だから、「亀井さんは単に目立ちたいだけだ。これ以上、振り回されては政権の根幹に関わる」などと、考えるのは、頭の中が政局や、政権運営にだけ向いていて、マクロ経済などに向いていないということです。菅さんは、国家戦略局のヘッドだったはずです。全く見識というものがないですね。確かに、亀井さん、例の「デフォルト」の件、「郵政社長人事」などはいただけませんでしたが、経済に関しては大抵はまとなことを言っています。亀井さん、こうした観点からは、少々「口下手」だと思います。上記の原理・原則などしっかり主張すべきと思います。しかし、菅さんなどの言い草は、本当に腸(はらわた)が煮えくり返るような思いをしたことでしょう。

しかし、このようなことを書くと、民主党のやり方に不安を抱く人もいると思いますが、日本経済の本当の実力はびくともしません。民主党の経済運営がまずかろうとなんであろうと、必ず上向きます。本当に、藤井さんのように、「極めて深刻な財政状況だ」としたら、打てる手も限られるてくるので、素早い対応をせざるを得ないでしょう。しかし、余裕がありすぎるのです。

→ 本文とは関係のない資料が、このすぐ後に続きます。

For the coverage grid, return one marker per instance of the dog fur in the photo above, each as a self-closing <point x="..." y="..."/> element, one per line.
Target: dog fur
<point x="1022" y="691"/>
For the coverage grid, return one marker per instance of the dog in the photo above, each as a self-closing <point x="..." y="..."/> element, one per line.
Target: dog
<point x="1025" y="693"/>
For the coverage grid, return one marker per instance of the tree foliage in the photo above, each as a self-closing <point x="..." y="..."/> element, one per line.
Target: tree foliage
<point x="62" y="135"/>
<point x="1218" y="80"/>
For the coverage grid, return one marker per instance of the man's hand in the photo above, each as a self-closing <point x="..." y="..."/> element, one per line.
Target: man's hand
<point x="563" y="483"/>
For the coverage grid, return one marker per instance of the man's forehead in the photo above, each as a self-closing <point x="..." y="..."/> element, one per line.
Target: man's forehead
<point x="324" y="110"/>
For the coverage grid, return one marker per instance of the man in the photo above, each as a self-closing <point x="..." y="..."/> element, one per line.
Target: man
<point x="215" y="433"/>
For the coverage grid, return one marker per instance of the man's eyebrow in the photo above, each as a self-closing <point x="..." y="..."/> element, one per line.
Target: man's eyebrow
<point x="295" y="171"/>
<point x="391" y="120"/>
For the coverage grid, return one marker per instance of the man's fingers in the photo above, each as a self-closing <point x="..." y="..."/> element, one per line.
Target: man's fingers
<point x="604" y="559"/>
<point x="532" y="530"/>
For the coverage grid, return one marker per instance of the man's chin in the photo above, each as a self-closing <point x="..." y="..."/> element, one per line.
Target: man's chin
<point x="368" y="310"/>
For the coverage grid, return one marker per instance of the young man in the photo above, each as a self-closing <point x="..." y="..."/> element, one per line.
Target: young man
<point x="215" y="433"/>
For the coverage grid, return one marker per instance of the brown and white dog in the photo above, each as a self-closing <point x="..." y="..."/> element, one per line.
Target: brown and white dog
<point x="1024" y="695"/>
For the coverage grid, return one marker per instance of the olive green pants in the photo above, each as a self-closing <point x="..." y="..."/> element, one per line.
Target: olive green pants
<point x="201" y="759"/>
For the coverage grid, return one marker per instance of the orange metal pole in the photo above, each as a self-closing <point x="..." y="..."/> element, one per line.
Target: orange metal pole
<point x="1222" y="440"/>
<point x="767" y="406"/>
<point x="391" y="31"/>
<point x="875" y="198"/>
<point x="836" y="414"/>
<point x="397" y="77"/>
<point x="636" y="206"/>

日本は、あまりにも財務的に余裕がありすぎるため、現政権のように、追加予算を決めるにもグズグスできる余裕があるということです。アメリカなどで、オバマ大統領など金融危機への初期の対応は素早いもので、リーダーシップがあるかのように見えましたが、金融危機の震源地であり、余裕などかましていられないので素早かっただけです。

自民党の小泉政権のときには、竹中さんの経済政策で日本は疲弊したと思います。竹中さんは、マクロ経済も熟知していたし、大筋では主張も正しかったと思います。ただし、順番を間違えました。まず、全体の景気を良くしてから構造改革に取り組めば良いものを、構造改革を先に進めてしまいました。だから、地方はすっかり疲弊してしまいました。今の民主党は今度は、マクロ経済が全く分かっていません。一国の政府の経済対策を行うには、主婦感覚や、企業感覚で実施することも許されません。しかし、現民主党政権、まるで主婦感覚です。

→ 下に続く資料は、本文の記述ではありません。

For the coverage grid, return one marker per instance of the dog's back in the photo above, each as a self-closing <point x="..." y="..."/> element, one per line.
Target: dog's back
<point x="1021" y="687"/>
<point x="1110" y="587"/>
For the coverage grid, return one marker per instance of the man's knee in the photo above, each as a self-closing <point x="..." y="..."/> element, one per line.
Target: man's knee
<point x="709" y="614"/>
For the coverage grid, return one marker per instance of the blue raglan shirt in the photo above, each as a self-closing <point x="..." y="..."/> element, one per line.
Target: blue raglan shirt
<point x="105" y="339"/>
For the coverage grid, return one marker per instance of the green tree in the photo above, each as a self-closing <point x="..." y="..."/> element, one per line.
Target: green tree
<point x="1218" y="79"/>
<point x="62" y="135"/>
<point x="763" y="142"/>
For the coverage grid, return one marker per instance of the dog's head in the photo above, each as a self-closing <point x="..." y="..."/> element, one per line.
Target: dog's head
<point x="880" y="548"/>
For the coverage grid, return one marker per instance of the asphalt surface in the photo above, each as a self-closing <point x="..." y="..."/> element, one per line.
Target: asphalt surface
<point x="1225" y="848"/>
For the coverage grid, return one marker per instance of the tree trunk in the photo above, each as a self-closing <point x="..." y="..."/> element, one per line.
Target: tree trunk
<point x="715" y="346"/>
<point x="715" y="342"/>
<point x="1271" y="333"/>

まさに、「マスコミや国が財政危機と考えることこそが日本の危機」であるといえると思います。ただし、日本の財政は全体でみれば、磐石ですが、経済対策がまずいと、日本国内にいろいな不均衡が生じます。そうなると、不均衡の悪い部分にさらされる人には、たまったものでありません。それこそ、雇用不安、社会不安が巻き起こります。不均衡の良い部分に遭遇した人は、とんでもない濡れ手で粟の金儲けができることになります。濡れ手に粟で金儲けをした人は、わざわざそのことを世間に向かって、喧伝はしません。だから、マスコミもあまりとりあげません。だから、雇用不安、社会不安だけが強調されることになります。

今年ノーベル経済学賞を受賞したポール・クルーグマンが来日して、フジテレビの報道番組が6月24日に放映した与謝野氏との対談で、次のような趣旨を述べています「方向性としては日本の経済対策は間違っていない。ただし、政府支出が不十分だ。このままではいつ退院できるのか判らない、5年先、10年先かもしれない」と述べています。生粋の経済学者ですから日本経、済特にマクロ経済のことは、はっきり分かっての発言です。

だから、民主党もこの不均衡を解消するため、余裕などかましていないで、経済対策など、速やかに実行すべきです。